11 de janeiro de 2024

Novas regras para fundos fechados, subvenções e Perse revelam esforço para onerar ainda mais essa base tributável.

Não é forçoso dizer que nos últimos anos grande parte das discussões envolvendo o direito tributário se concentrou nos exames e debates sobre a reforma tributária, que foi enfim materializada pela Emenda Constitucional 132, de 20 de dezembro de 2023.

Os debates envolvendo a então PEC 45/2019 – precursora da emenda aprovada – deixavam claro que a reforma em questão tinha como objetivo, unicamente, a reformulação da tributação sobre o consumo, o que ocorreria por meio da eliminação de tributos como ICMS, ISS, IPI, PIS e Cofins, substituindo-os por um Imposto sobre Valor Agregado (IVA) dual, a ser repartido entre União, estados e municípios.

Nesse contexto, o desenho normativo ali delineado indicava que, posteriormente à promulgação da já citada Emenda Constitucional, haveria o compromisso de o Poder Executivo Federal promover o início da reforma da tributação sobre a renda e sobre a folha de salários, de modo a equilibrar eventual aumento de carga tributária que o IVA dual pode vir a ocasionar.

Tanto assim o é que o artigo 18, incisos I e II, da Emenda Constitucional 132, de 20 de dezembro de 2023, previu, respectivamente, que após à promulgação da reforma, a Administração Federal teria 90 dias para encaminhar ao Congresso Nacional “projeto de lei que reforme a tributação da renda, acompanhado das correspondentes estimativas e estudos de impactos orçamentários e financeiros”, bem como “projeto de lei que reforme a tributação da folha de salários”.

Ocorre, no entanto, que de maneira concomitante à reforma tributária, no apagar das luzes da sessão legislativa correspondente ao ano de 2023, algumas mudanças significativas na tributação sobre a renda foram debatidas e promulgadas pelo Congresso Nacional, assim como sancionadas pelo presidente da República.

Primeiramente, foi promulgada a Lei 14.754, de 12 de dezembro de 2023, que permitiu a tributação pelo imposto de renda retido na fonte, à alíquota de 15% – como regra geral –, sobre os rendimentos das aplicações de fundos de investimentos fechados que operam no Brasil, a ocorrer no último dia útil dos meses de maio e novembro, ou na data da distribuição de rendimentos, da amortização ou de resgate de cotas, caso esta ocorra antes, nos termos do art. 17, incisos I e II da lei em questão.

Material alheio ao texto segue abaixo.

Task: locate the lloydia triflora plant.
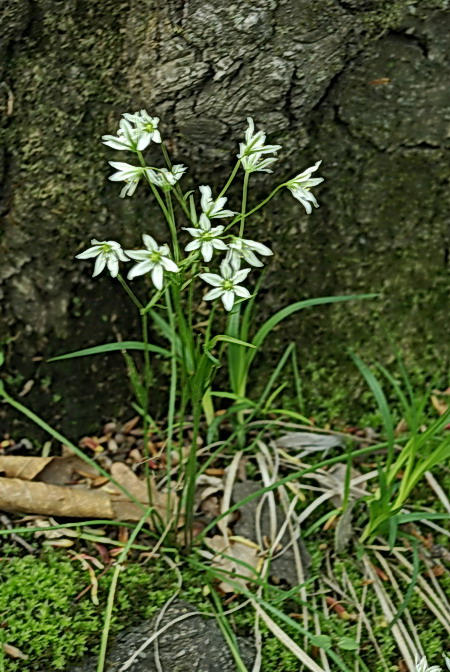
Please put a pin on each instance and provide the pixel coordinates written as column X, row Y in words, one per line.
column 213, row 266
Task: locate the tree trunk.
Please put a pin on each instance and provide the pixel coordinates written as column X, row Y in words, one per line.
column 361, row 84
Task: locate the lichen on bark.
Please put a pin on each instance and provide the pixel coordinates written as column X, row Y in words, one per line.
column 361, row 85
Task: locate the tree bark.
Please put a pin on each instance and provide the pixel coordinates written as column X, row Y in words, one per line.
column 361, row 84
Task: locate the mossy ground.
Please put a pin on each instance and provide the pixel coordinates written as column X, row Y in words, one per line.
column 41, row 615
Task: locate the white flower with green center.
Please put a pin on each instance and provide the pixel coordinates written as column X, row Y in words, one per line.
column 128, row 138
column 126, row 173
column 206, row 239
column 251, row 151
column 108, row 253
column 213, row 209
column 300, row 187
column 245, row 249
column 226, row 286
column 422, row 666
column 154, row 259
column 164, row 178
column 256, row 162
column 146, row 125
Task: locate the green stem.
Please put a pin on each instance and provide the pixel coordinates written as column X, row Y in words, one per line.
column 172, row 400
column 147, row 384
column 257, row 207
column 172, row 227
column 191, row 475
column 230, row 179
column 244, row 203
column 112, row 591
column 130, row 292
column 153, row 188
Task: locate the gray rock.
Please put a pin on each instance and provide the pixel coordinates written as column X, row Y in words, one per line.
column 195, row 644
column 282, row 569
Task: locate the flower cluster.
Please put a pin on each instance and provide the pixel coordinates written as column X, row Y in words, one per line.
column 135, row 133
column 252, row 151
column 422, row 665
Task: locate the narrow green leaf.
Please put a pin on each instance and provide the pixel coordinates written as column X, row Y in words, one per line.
column 111, row 347
column 380, row 398
column 231, row 339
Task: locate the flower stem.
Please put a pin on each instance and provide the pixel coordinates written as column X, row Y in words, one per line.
column 230, row 179
column 130, row 292
column 244, row 203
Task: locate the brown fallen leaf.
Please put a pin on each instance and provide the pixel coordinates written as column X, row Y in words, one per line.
column 13, row 651
column 439, row 405
column 30, row 497
column 52, row 470
column 238, row 550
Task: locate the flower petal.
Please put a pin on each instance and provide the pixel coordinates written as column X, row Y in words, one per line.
column 100, row 264
column 149, row 242
column 158, row 276
column 169, row 265
column 228, row 299
column 212, row 279
column 241, row 291
column 113, row 265
column 139, row 255
column 207, row 251
column 213, row 294
column 258, row 247
column 239, row 276
column 88, row 254
column 193, row 245
column 140, row 269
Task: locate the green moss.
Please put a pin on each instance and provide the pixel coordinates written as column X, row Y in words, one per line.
column 44, row 619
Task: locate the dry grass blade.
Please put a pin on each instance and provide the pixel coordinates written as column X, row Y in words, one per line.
column 364, row 620
column 318, row 631
column 434, row 602
column 412, row 628
column 258, row 645
column 227, row 493
column 432, row 482
column 279, row 633
column 399, row 631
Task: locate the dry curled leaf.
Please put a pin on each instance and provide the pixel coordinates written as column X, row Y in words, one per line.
column 13, row 651
column 238, row 550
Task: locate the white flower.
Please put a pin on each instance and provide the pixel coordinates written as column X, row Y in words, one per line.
column 154, row 259
column 108, row 253
column 205, row 238
column 128, row 138
column 127, row 173
column 300, row 187
column 164, row 178
column 422, row 666
column 146, row 125
column 253, row 148
column 241, row 247
column 135, row 138
column 213, row 209
column 226, row 285
column 255, row 162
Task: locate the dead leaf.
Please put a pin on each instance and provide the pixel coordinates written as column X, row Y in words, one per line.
column 13, row 651
column 239, row 550
column 52, row 470
column 439, row 405
column 380, row 80
column 26, row 388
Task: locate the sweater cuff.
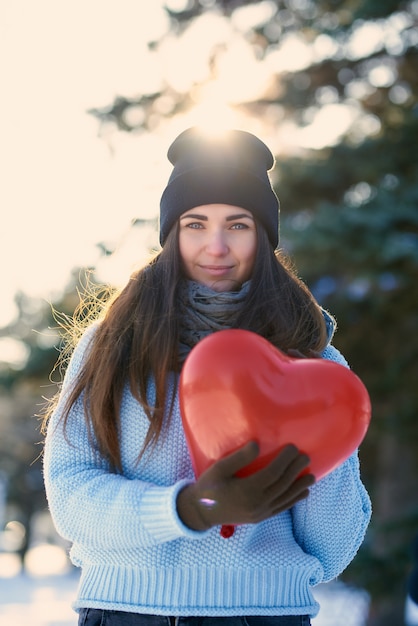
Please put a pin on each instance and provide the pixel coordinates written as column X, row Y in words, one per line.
column 159, row 514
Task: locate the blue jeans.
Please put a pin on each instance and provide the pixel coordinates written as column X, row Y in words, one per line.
column 98, row 617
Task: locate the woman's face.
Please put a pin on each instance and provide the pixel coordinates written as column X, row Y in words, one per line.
column 217, row 244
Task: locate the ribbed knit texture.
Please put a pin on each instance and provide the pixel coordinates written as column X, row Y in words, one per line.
column 137, row 556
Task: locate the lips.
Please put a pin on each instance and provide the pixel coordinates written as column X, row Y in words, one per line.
column 216, row 270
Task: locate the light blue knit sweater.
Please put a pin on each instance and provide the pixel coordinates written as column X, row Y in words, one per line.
column 137, row 556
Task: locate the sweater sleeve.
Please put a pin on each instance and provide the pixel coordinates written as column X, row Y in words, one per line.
column 88, row 502
column 331, row 523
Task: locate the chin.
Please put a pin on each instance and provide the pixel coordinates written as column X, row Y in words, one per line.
column 224, row 284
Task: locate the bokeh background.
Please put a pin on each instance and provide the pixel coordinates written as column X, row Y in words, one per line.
column 92, row 94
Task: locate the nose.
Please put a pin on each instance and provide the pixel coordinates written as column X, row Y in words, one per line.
column 217, row 244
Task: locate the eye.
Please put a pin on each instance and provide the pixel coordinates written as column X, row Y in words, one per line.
column 239, row 226
column 194, row 225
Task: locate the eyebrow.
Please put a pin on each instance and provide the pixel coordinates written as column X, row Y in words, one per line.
column 204, row 218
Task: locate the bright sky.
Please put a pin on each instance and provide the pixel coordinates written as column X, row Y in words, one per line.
column 64, row 189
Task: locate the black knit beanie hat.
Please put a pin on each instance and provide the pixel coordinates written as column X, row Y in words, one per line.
column 229, row 169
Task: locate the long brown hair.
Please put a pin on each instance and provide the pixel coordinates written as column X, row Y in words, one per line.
column 138, row 337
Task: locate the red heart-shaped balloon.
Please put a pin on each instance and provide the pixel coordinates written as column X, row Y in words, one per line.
column 235, row 387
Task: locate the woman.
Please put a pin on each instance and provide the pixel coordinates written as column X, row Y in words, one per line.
column 118, row 474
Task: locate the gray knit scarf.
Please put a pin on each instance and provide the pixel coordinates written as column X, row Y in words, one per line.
column 204, row 311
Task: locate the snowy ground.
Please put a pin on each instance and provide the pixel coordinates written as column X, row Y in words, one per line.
column 42, row 596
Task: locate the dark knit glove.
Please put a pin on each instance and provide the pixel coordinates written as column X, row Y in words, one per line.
column 220, row 497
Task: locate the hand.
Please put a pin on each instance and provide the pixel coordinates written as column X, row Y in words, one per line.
column 221, row 497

Essa forma de tributação nada mais é do que a extensão, aos fundos fechados, da tributação sobre a renda conhecida como “come-cotas”, que já era aplicável à maioria dos fundos de investimentos cujas cotas são comercializadas no mercado aberto, exação esta que não era imponível aos fundos fechados, na esteira do art. 9º, § 4º, da Instrução Normativa 1.585/2015, da Receita Federal.

A legislação indicada, além disso, previu que os rendimentos e ganhos de capital decorrentes de capital aplicado no exterior, nas modalidades de aplicações financeiras e de lucros e dividendos de entidades controladas, serão tributadas anualmente à alíquota de 15%. Essa é a chamada tributação das offshores e trusts estabelecidos no exterior, que permite a tributação anual, pelo imposto de renda, dos rendimentos obtidos por residentes no Brasil com essas estruturas jurídicas e financeiras situadas fora das fronteiras nacionais, com vistas a impedir o diferimento do imposto de renda para o momento do resgate ou alienação das cotas.

Segundo o parecer do senador Alessandro Vieira (MDB-SE), no âmbito da Comissão de Assuntos Econômicos (CAE) do Senado, o objetivo de igualar a tributação dos fundos fechados aos fundos abertos, bem como o de tributar as offshores tem por objetivo materializar a isonomia tributária, igualando a situação tributária dos investidores de fundos abertos no país com quem investe em fundos fechados e fora do país.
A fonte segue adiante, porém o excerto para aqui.